Western analysts and intelligence agencies suspect the equipment has been or is being traded by the nuclear proliferation racket headed by the Pakistani scientist Abdul Qadeer Khan, who admitted nuclear trading two years ago and is under house arrest in Islamabad.


Ah yes, Mr. Khan.

Investigators say the machinery has not been found in Sudan. Nor has it been found in Libya, since Tripoli gave up its secret nuclear bomb project in December 2003. Given Osama bin Laden's long relationship with Sudan, where he lived before moving to Afghanistan, there had been suspicions of al-Qaeda involvement. But the goods have not been found in Afghanistan either.


Hmmm. I'd say, look in Iran.

A senior international investigator confirmed that Sudan had been importing the material and that the transports had ceased in 2001.

While the Khan operation is a main suspect, Iran is also suspected of being behind the Sudanese dealings."There is the Khan network and then there is a much bigger network in this, and that is the Iranian network," the investigator said.On Wednesday, The Guardian reported that the same European intelligence assessment -- which draws on material gathered by British, French, German and Belgian agencies -- concluded that the Iranian government had been successfully scouring Europe for the sophisticated equipment needed to build a nuclear bomb.


See?!

Something is a little amiss here. There is clear evidence that, in 1993, Osama bin Laden and Mamdouh Mahmud Salim approached Sudan in an attempt to purchase highly-enriched uranium. The deal turned out to be Sudanese scam, but it had been highly suspected at the time that fissionable material had been trans-shipped through Sudan, as early as 1991, to Libya.
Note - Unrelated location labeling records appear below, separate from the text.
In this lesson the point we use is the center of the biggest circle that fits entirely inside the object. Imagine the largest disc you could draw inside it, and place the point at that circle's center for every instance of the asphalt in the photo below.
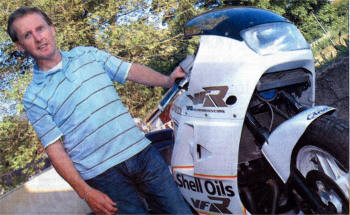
(46, 193)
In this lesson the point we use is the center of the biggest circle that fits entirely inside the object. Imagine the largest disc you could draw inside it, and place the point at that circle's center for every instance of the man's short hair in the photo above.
(21, 12)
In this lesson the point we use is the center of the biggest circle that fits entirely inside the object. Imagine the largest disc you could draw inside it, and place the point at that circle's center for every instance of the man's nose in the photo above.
(37, 37)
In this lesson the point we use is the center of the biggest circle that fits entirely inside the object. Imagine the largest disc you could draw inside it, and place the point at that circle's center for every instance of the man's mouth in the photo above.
(42, 46)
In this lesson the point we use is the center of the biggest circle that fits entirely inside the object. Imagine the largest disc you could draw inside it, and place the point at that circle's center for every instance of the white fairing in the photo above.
(208, 130)
(278, 152)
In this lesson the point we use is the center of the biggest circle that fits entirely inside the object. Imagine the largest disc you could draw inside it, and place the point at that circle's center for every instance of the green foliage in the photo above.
(20, 150)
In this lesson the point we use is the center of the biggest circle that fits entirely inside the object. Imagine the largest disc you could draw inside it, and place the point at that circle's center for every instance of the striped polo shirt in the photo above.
(79, 104)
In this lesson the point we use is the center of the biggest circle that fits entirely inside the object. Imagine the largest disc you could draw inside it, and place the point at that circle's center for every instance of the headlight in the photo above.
(274, 37)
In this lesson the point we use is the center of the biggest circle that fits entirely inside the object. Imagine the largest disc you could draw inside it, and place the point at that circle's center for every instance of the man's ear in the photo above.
(53, 30)
(20, 47)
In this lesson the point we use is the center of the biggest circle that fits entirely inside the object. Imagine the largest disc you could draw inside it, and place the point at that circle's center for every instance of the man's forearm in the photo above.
(145, 75)
(64, 166)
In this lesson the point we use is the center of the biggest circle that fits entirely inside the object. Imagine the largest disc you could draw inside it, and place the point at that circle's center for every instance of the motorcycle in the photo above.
(245, 136)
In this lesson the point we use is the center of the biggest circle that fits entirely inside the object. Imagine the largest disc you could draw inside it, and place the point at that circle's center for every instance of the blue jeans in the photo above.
(145, 176)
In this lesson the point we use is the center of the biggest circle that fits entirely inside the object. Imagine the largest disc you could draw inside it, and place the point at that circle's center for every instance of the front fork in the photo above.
(296, 181)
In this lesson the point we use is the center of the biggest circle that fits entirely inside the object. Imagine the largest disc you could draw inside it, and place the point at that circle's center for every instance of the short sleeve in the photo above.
(116, 68)
(43, 124)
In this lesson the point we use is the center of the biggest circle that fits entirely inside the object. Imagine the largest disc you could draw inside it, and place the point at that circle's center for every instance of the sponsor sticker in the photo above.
(317, 113)
(213, 196)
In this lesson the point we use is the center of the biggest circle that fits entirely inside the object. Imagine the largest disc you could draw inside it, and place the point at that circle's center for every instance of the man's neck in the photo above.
(47, 64)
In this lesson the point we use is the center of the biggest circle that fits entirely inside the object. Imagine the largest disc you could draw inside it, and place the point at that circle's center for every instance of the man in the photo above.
(88, 134)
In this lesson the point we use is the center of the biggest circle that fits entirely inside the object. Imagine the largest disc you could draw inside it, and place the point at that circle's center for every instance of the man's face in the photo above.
(35, 36)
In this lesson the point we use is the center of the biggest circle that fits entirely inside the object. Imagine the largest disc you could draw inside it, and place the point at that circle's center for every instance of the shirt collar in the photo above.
(40, 76)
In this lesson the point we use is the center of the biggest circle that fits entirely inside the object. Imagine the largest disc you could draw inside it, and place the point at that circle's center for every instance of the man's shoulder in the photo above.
(81, 50)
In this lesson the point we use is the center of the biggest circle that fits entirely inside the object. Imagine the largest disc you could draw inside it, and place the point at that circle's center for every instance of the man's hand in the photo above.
(100, 203)
(145, 75)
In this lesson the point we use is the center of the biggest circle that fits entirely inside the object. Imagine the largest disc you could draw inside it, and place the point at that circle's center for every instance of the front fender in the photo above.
(278, 149)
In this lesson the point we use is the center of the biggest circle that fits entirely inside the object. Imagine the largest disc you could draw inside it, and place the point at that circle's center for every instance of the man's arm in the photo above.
(145, 75)
(98, 201)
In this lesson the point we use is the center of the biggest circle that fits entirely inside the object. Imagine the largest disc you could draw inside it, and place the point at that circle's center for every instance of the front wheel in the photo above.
(321, 156)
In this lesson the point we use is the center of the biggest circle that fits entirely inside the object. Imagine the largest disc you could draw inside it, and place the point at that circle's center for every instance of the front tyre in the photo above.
(321, 156)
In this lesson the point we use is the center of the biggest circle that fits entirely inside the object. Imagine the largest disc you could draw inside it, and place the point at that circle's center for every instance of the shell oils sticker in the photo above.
(208, 196)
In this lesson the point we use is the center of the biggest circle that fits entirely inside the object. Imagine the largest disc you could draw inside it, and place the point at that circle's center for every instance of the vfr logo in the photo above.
(219, 206)
(210, 97)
So let's see now: Sudan, Pakistan, Iran, Libya, Osama bin Laden, Mamdouh Mahmud Salim. Iraq isn't in the equation.

Mamdouh is arrested in Germany in September 1998 in relation to US embassy bombings. (I could lay out an amazing list of names and some interesting FBI screw-ups here, but we'll do that another time.)

No weapons or weapons material found in Afghanistan. No weapons found in Iraq. Osama bin Laden never captured or confirmed killed.

Nice shootin', cowboy!

Perhaps we could get David Frum to amend his Axis of Evil list.